Modeling the Limit-cycle Behavior of Technoeconomic Systems

Organized by the Complex Systems Modeling Research Focus Area of the Modeling, Algorithms, and Informatics Group (CCS-3).

Tessaleno Devezas, Universidade da Beira Interior, Portugal.

April 24, MST-8 Auditorium, TA 3, building 1698, room A103, 2:00-3:30pm.

May 1, MST-8 Auditorium, TA 3, building 1698, room A103, 3:00-4:30pm.

In a series of two talks we will present the main concepts and ideas developed in four recent papers, two of them already published and two in preparation:

Abstract

The technoeconomic system is an evolving complex adaptive system with many kinds of participants, which interact in intricate ways that continually reshape their collective future. During the ongoing evolutionary process the system self-organizes and learns to configure and reconfigure itself towards greater efficiency in the midst of greater complexity. Each stage of the evolutionary process corresponds to a given structure that encompasses previous self-organization, learning and current limitations. This is to say that self-organization and learning are embodied in the system’s structure and the collective learning rate is an overall system’s property. Such stages of the evolutionary path of a technoconomic system are well described by simple logistic curves that to some extent conceal the complexity of mechanisms involved.
In the above papers a cybernetic framework is proposed which, using a chaos based approach, may help to unveil some hidden properties of the logistic learning collective dynamics.

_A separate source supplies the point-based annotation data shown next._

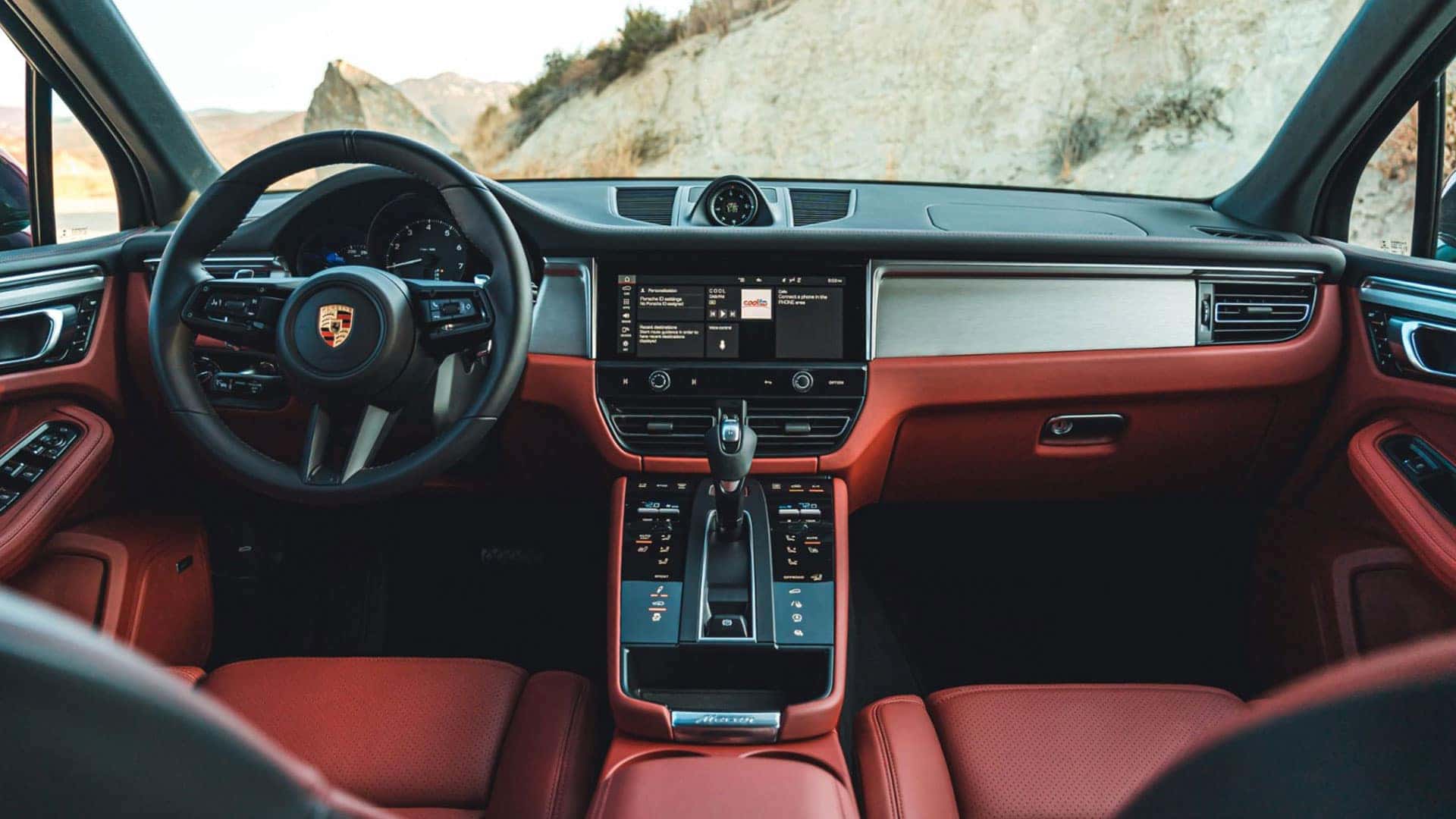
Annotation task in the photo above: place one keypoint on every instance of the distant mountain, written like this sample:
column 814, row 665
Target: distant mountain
column 353, row 98
column 455, row 101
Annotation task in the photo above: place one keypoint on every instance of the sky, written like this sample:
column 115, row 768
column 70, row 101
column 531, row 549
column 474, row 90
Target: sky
column 268, row 55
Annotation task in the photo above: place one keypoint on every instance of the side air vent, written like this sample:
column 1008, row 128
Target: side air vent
column 1242, row 312
column 1245, row 235
column 235, row 267
column 647, row 205
column 814, row 206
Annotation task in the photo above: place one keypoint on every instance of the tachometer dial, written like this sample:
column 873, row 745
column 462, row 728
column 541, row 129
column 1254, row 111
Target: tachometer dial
column 734, row 205
column 427, row 248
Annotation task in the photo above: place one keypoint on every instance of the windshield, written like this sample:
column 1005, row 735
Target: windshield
column 1159, row 96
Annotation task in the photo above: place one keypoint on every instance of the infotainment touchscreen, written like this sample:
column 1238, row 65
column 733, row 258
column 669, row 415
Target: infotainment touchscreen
column 746, row 316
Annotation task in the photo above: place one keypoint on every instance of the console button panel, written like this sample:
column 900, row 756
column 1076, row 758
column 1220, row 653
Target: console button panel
column 654, row 541
column 801, row 529
column 25, row 464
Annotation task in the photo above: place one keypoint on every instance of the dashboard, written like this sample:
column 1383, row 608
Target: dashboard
column 746, row 311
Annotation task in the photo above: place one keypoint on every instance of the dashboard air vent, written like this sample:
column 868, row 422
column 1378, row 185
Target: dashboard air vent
column 663, row 428
column 814, row 206
column 676, row 428
column 1241, row 312
column 801, row 428
column 1245, row 235
column 647, row 205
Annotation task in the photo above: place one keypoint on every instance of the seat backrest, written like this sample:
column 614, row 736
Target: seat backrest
column 1369, row 738
column 93, row 729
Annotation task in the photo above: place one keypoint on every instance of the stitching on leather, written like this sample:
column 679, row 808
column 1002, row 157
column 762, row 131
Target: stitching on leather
column 941, row 697
column 563, row 761
column 881, row 738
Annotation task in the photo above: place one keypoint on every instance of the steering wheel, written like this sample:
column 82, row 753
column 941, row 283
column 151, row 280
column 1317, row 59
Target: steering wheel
column 351, row 341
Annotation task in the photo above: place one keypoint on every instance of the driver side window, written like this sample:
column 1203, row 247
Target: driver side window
column 55, row 186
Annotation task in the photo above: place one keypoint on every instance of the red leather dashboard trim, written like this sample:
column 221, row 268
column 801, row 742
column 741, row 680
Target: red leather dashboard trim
column 899, row 387
column 44, row 506
column 1420, row 525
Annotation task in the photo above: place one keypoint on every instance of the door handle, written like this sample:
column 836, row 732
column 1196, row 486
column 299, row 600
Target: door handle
column 1426, row 346
column 33, row 335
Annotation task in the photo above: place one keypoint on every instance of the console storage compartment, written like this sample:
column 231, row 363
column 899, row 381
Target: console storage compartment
column 723, row 786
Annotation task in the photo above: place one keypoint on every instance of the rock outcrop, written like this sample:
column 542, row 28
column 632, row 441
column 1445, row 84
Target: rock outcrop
column 353, row 98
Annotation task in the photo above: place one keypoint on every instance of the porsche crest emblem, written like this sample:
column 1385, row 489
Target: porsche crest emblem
column 335, row 322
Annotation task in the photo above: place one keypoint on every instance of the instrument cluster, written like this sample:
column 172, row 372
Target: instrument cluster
column 413, row 235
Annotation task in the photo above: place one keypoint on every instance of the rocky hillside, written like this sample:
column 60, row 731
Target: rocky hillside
column 455, row 102
column 353, row 98
column 1100, row 95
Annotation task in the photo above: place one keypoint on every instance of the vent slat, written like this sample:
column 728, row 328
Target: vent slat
column 647, row 205
column 814, row 206
column 1244, row 235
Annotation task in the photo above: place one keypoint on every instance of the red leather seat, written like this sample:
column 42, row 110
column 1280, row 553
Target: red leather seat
column 427, row 736
column 1088, row 751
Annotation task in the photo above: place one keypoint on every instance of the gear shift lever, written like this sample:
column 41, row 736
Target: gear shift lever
column 731, row 444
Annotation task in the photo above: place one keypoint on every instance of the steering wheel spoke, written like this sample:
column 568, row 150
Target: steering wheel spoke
column 242, row 312
column 324, row 463
column 452, row 315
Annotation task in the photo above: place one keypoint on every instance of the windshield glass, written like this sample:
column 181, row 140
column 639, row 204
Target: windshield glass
column 1150, row 96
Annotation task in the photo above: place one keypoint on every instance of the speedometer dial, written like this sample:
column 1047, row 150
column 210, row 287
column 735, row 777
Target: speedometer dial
column 427, row 248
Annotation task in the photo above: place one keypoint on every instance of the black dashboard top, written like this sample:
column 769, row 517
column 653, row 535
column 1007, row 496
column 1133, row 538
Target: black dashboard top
column 580, row 218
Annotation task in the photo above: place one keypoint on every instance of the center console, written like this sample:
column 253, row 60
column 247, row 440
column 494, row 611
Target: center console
column 721, row 639
column 730, row 591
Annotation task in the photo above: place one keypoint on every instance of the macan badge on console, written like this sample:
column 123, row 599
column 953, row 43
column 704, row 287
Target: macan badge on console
column 335, row 322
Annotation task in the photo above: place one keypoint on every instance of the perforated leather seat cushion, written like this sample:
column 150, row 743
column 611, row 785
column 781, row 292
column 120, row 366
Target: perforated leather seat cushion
column 425, row 733
column 1068, row 751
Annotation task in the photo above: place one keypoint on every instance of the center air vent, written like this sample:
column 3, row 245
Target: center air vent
column 647, row 205
column 666, row 426
column 814, row 206
column 1242, row 312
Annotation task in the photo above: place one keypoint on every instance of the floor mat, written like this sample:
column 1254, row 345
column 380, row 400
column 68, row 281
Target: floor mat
column 1027, row 594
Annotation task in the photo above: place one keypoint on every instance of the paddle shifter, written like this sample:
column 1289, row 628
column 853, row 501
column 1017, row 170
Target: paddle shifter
column 731, row 444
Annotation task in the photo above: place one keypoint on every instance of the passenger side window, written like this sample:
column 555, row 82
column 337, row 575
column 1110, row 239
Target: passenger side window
column 1383, row 212
column 57, row 193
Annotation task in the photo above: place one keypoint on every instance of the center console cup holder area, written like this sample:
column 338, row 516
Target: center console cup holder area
column 728, row 678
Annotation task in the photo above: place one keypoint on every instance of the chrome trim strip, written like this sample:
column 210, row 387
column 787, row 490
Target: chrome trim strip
column 728, row 727
column 50, row 292
column 753, row 585
column 585, row 268
column 889, row 268
column 1413, row 297
column 1405, row 330
column 49, row 275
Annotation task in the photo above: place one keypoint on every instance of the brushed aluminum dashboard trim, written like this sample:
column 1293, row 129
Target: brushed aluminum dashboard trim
column 1041, row 306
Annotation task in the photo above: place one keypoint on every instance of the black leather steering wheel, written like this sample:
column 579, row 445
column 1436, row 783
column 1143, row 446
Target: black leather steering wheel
column 353, row 341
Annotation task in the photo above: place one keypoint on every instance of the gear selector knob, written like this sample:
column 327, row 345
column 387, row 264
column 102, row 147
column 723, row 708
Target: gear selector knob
column 731, row 444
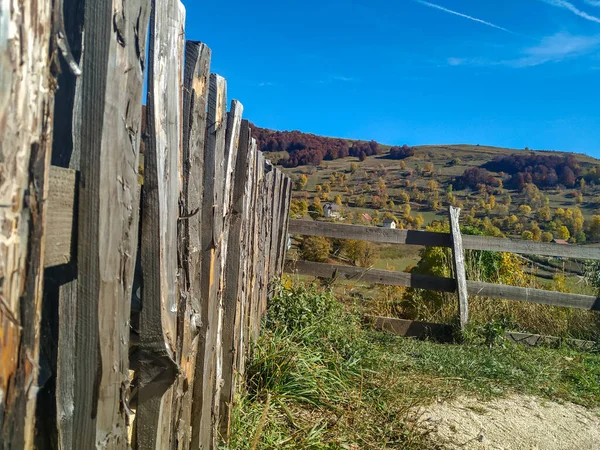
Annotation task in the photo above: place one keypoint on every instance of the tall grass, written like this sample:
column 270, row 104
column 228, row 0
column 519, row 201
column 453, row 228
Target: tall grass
column 313, row 374
column 318, row 378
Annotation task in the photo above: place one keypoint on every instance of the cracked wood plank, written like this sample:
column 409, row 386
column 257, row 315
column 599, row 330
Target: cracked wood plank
column 157, row 352
column 111, row 93
column 26, row 110
column 211, row 240
column 195, row 98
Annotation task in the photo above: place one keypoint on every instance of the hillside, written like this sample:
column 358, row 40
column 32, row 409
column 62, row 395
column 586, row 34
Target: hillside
column 538, row 195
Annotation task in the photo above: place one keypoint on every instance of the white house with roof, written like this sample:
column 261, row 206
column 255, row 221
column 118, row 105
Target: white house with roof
column 332, row 211
column 389, row 223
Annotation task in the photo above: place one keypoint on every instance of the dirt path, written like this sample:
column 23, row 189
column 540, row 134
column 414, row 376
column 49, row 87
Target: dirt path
column 515, row 423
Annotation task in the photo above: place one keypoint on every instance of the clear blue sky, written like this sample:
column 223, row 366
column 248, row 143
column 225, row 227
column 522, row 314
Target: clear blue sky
column 511, row 73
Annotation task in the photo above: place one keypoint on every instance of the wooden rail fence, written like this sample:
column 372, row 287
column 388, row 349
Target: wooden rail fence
column 458, row 243
column 128, row 302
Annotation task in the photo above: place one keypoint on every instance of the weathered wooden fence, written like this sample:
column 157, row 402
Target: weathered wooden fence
column 458, row 243
column 128, row 303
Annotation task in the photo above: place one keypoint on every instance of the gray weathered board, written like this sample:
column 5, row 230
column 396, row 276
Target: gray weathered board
column 112, row 79
column 195, row 98
column 458, row 262
column 474, row 288
column 26, row 115
column 158, row 368
column 431, row 239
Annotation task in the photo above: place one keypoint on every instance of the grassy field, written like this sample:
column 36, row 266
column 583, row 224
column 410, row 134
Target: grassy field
column 449, row 161
column 319, row 378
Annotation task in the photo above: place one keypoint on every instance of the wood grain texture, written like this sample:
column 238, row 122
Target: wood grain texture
column 253, row 233
column 232, row 135
column 211, row 245
column 62, row 236
column 234, row 276
column 412, row 328
column 111, row 91
column 365, row 275
column 195, row 98
column 285, row 219
column 372, row 234
column 274, row 231
column 258, row 249
column 458, row 262
column 61, row 210
column 551, row 298
column 26, row 96
column 160, row 211
column 267, row 223
column 530, row 247
column 384, row 235
column 241, row 340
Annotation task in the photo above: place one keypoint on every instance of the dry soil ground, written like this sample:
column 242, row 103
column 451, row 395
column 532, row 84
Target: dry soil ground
column 515, row 423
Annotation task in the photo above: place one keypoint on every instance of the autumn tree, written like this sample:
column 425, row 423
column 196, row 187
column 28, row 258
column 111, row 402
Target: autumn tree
column 315, row 248
column 525, row 209
column 301, row 182
column 527, row 235
column 361, row 253
column 563, row 233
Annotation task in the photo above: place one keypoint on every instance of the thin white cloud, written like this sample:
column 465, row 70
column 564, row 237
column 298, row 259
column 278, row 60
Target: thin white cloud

From the relationship between the differential and the discrete logistic equations, it is demonstrated that the unfolding of a logistic (learning) process is constrained by two control parameters: the aggregate learning rate d and a generation-related characteristic time tG, whose product is maintained in the interval 3 < δ. tG < 4 (deterministic chaos) grants the enduring evolutionary process. Describing the technoeconomic system discretely as a logistic growing number of “interactors” adopting a new set of ideas (“new learning”), and using the logistic function as the probabilistic distribution of individuals exchanging and processing information in a finite niche of available information, it is demonstrated that the rate of information entropy change (K-entropy) exhibits a four-phased limit-cycle behavior. Moreover it is speculated that social systems mimic living systems as efficient negentropic machines, and making use of Prigogine’s entropy balance equation for open systems it is suggested that its cyclical behavior is probably the best way to follow nature’s efficiency strategy.
This model corroborates previous abundant empirical data on the duration and general features of long waves in economics (K-waves) and was very recently successfully applied to describe the unfolding and growth of the Internet. Implications of this modeling on reducing logical uncertainties in predicting the behavior of social systems, and the possibility of its use as a most general evolutionary algorithm for describing co-evolutionary social processes will be discussed.